VISITE À AIGUES-MORTES


Nous sommes partis à six heures du matin. Une heure et demie de voiture sur la grande plaine plate qui va de Lunel à Aigues-Mortes. C’est une ancienne alluvion de la rivière, endiguée au XVIe siècle : il y a parfois cinq mètres de terre végétale. Tout est vignes, les ceps sont gros comme le poignet et donnent souvent chacun jusqu’à dix litres de vin ; malgré l’exportation, il est si bon marché que, l’an dernier, cent litres valaient cinq francs. Peu de pauvres ; la terre est très divisée, et les récents débouchés ont mis chacun à son aise.

Point de paysage étrange ou notable. Une plaine immense, tachée çà et là d’un groupe de pins parasols ou de peupliers blancs ; parfois un cyprès, une rangée de platanes, un village bordé de vieilles promenades amples et plantées de beaux arbres. — Partout, la vigne sans échalas, puis des luzernes, puis des landes marécageuses où paissent libres des chevaux de la Camargue. — Une tour ronde toute petite au bout de l’horizon. — Sur la droite, une ligne rayée, cassée, celle des montagnes lointaines. Mais l’effet est charmant, sous une petite brise continue qui tient le corps frais et à l’aise. Les paysages pâles et doux défilent comme les images d’un rêve ; tous les tons sont fins, délicats. La grande clarté du ciel amortit les couleurs de la terre. Les routes font de longs rubans unis et blancs ; les troncs argentés des platanes sont pénétrés d’une vague teinte verdâtre ; les tamaris innombrables qui bordent les champs et la route sont gris de lin ; les feuilles des peupliers et des platanes, en se retournant, laissent voir le blanc cotonneux et terni de leur dessous. De petites traînées de fleurettes jettent des zébrures imperceptibles d’amaranthe effacée sur la verdure des champs. Tout le long de la route, des herbes aromatiques, aux longues tiges, font dans les fossés un doux cordon bleuâtre. Les maisons elles-mêmes, blanches et neuves ou vieillies et peintes en grisailles incertaines par la pluie de l’hiver, les toits d’un rouge pâli, les vieilles murailles grisonnantes des fermes, marbrent ces tons doux de leurs tons ternes. La lumière universelle joue seule dans l’espace, sans contrastes et sans limites. Au-dessus de tout, le ciel étend son azur pâle, soyeux, en dégradations imperceptibles qui vont finir dans le bleu de la clarté pure, et tout le haut de sa coupole est rayé de fils ténus, de minces nues étirées comme des gazes diaphanes, sorte de cocon blanc qui semble prêt à s’envoler, tant il est fin.

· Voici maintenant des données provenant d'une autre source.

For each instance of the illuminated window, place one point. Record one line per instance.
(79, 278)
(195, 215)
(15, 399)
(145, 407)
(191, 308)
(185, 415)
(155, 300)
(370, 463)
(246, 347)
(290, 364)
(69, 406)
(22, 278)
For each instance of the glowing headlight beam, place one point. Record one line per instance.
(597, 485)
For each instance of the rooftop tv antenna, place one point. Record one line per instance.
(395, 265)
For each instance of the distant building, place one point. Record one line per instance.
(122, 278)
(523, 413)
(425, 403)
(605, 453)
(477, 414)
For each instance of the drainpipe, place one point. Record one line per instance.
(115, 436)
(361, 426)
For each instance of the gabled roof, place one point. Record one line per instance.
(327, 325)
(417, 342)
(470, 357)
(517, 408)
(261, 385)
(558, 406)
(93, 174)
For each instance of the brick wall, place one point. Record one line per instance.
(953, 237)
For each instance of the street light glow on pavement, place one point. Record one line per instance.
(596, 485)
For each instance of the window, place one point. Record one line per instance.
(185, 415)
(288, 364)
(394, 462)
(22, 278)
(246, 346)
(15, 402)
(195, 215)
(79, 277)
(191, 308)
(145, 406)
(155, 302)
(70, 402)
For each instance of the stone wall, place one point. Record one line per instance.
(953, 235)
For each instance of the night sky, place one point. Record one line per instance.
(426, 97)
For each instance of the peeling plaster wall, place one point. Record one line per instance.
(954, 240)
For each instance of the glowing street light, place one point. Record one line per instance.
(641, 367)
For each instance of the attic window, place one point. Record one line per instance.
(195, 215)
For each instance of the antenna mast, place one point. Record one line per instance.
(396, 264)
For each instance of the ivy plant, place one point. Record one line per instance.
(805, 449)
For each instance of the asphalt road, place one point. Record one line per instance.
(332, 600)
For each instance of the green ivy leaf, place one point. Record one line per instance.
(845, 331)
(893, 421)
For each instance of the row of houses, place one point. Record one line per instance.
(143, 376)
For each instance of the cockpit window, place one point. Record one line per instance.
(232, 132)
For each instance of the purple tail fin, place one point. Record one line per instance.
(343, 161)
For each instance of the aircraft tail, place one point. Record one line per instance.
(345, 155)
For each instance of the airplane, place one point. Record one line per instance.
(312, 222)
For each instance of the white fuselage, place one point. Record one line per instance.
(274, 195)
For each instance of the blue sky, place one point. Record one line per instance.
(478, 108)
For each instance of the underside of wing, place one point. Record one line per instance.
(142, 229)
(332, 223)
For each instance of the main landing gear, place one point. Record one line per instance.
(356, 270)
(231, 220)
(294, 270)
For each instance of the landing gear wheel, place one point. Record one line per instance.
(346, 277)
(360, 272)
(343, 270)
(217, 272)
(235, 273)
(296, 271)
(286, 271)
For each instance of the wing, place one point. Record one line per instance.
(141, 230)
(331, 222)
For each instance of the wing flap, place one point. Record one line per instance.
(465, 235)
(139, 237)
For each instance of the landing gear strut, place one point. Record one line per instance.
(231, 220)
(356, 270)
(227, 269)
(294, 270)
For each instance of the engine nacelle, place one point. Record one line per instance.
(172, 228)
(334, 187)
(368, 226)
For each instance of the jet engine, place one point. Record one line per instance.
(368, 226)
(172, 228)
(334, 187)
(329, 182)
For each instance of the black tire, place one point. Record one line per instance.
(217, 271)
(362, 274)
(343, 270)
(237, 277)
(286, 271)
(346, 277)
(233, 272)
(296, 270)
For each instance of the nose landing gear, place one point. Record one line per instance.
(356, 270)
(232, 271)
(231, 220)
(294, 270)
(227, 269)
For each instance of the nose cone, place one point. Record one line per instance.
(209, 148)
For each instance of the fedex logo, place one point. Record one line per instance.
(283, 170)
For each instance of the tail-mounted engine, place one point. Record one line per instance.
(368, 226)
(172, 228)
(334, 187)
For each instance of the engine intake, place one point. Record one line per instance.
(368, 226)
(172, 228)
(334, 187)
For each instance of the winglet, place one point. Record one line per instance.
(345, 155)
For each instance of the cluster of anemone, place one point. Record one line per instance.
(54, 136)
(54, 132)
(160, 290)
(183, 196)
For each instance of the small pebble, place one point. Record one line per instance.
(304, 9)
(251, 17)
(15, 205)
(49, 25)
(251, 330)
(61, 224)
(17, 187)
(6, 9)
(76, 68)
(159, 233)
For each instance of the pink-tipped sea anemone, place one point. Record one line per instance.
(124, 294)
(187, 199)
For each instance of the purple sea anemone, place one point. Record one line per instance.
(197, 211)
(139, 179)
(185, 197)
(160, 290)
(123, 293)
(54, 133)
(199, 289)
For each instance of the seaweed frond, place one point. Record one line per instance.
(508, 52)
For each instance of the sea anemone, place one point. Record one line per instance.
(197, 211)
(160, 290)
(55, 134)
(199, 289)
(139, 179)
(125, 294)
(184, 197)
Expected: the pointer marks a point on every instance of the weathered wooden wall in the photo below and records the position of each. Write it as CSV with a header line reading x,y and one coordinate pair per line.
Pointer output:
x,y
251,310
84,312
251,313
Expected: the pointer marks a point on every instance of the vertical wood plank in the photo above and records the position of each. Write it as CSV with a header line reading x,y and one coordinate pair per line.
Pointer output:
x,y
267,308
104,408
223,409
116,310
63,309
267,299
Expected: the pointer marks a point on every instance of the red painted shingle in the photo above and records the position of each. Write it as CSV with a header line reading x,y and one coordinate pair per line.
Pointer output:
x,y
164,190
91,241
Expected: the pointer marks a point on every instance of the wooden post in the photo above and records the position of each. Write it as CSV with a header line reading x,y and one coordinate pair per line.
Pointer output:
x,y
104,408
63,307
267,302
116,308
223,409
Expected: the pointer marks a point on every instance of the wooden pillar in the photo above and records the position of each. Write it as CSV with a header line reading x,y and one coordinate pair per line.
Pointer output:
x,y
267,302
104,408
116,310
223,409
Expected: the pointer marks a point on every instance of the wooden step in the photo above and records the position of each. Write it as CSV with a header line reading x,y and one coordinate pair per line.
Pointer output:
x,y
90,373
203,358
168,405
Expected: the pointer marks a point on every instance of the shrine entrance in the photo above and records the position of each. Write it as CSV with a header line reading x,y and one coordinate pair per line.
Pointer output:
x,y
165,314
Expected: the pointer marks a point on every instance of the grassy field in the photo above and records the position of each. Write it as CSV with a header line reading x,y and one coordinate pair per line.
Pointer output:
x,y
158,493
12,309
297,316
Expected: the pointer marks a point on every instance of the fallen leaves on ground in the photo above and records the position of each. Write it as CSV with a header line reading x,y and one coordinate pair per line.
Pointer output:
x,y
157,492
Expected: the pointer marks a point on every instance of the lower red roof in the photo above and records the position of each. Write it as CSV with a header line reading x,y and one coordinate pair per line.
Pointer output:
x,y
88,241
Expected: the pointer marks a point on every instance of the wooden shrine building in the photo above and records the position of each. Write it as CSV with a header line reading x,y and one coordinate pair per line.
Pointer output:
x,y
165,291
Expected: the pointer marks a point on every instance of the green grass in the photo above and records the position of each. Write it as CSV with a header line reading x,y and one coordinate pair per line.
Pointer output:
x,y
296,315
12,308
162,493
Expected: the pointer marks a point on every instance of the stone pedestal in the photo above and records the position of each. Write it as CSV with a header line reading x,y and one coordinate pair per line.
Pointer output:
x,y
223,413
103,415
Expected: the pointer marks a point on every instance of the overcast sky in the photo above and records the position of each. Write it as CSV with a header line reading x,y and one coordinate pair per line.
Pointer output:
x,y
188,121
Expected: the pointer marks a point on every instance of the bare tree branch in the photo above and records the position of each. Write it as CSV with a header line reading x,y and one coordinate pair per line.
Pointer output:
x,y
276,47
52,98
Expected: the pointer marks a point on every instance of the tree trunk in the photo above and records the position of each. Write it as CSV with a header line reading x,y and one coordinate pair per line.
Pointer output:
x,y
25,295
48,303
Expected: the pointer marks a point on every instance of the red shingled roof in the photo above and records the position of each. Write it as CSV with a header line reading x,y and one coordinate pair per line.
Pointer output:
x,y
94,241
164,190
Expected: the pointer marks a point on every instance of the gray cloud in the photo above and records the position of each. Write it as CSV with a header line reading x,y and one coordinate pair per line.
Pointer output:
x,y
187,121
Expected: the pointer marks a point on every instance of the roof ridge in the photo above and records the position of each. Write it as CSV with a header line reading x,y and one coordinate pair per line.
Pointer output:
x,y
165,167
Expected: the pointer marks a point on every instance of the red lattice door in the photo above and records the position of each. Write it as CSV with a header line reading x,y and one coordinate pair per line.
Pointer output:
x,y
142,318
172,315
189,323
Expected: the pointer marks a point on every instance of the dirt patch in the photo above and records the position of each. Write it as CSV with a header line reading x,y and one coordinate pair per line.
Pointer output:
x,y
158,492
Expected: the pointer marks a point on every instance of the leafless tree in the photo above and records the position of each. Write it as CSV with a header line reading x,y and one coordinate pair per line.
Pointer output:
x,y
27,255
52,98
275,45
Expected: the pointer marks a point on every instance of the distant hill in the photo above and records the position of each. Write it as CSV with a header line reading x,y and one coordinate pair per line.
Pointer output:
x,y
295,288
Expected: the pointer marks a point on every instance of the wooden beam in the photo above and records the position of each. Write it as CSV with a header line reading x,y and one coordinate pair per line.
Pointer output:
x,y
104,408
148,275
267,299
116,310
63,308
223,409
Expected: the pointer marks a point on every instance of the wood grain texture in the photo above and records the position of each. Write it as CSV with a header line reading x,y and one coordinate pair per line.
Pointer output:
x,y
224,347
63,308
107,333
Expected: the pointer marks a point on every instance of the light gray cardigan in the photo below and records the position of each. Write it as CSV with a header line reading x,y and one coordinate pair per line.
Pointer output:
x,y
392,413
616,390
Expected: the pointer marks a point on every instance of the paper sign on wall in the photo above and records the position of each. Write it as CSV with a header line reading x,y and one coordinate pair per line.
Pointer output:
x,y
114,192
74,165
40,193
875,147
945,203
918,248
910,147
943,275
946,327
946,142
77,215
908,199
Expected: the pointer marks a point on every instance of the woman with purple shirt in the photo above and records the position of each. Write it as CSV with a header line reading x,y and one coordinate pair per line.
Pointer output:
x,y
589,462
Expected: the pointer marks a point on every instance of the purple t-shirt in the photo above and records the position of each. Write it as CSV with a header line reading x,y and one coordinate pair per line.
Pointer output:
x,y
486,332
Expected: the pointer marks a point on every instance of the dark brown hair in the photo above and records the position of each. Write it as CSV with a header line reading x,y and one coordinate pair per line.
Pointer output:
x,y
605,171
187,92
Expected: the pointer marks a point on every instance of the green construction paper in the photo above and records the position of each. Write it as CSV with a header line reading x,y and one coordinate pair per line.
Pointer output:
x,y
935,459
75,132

Très curieuses murailles, presque aussi intactes qu’au premier jour. La ville y est enfermée tout entière, elles la protègent contre les inondations ; et, du haut de la tour de Constance, cette multitude de toits bas, enfermés dans ce haut carré de pierre, semblent des dames dans un damier.

Même sorte de fortifications qu’à Carcassonne qui est aussi du temps de saint Louis. Un long mur à créneaux et meurtrières, flanqué, d’espace en espace, par des tours rondes. Une tour pour chaque porte ; la forme ogivale à toutes les voûtes et dans un coin, encore une énorme tour ronde à deux étages, surmontée d’une plate-forme et d’une tourelle d’observation, ancienne citadelle où l’on pouvait se défendre, même la ville étant prise. — Rien de plus simple et de plus sain. Un mur monstrueux percé de meurtrières, dans l’épaisseur duquel tourne un escalier. Ce mur enclôt à chaque étage une haute salle de pierre, dont la voûte ogivale va rejoindre les parois par un épanouissement d’arceaux. Une oubliette au centre ; un vaste âtre de cheminée au fond. Un jour douteux entre par le sommet et par une ligne de baies courtes, ogivales, qui donnent sur l’escalier intérieur. Rien de plus austère que ce vide globuleux dans cette carapace de pierres nues, et cette froide et grise lumière qui semble dormir sans jamais changer. — Dans l’effacement général des objets, et dans la sévérité universelle de la matière et de la forme, on démêle avec un plaisir bizarre un bout de fleurons sur lequel chaque arceau s’appuie avant d’entrer dans le mur.

Tout en haut de la plate-forme, on aperçoit la plaine, barrée d’un côté, au bout de l’horizon, par la ligne violacée des montagnes indistinctes ; de toutes les autres parts, sans limites, ou se continuant par la mer infinie, s’étend la plaine verte, coupée de canaux luisant comme des bandes d’argent ou de longues lames de métal, et bordée par la mer d’une large plaque d’un bleu sombre.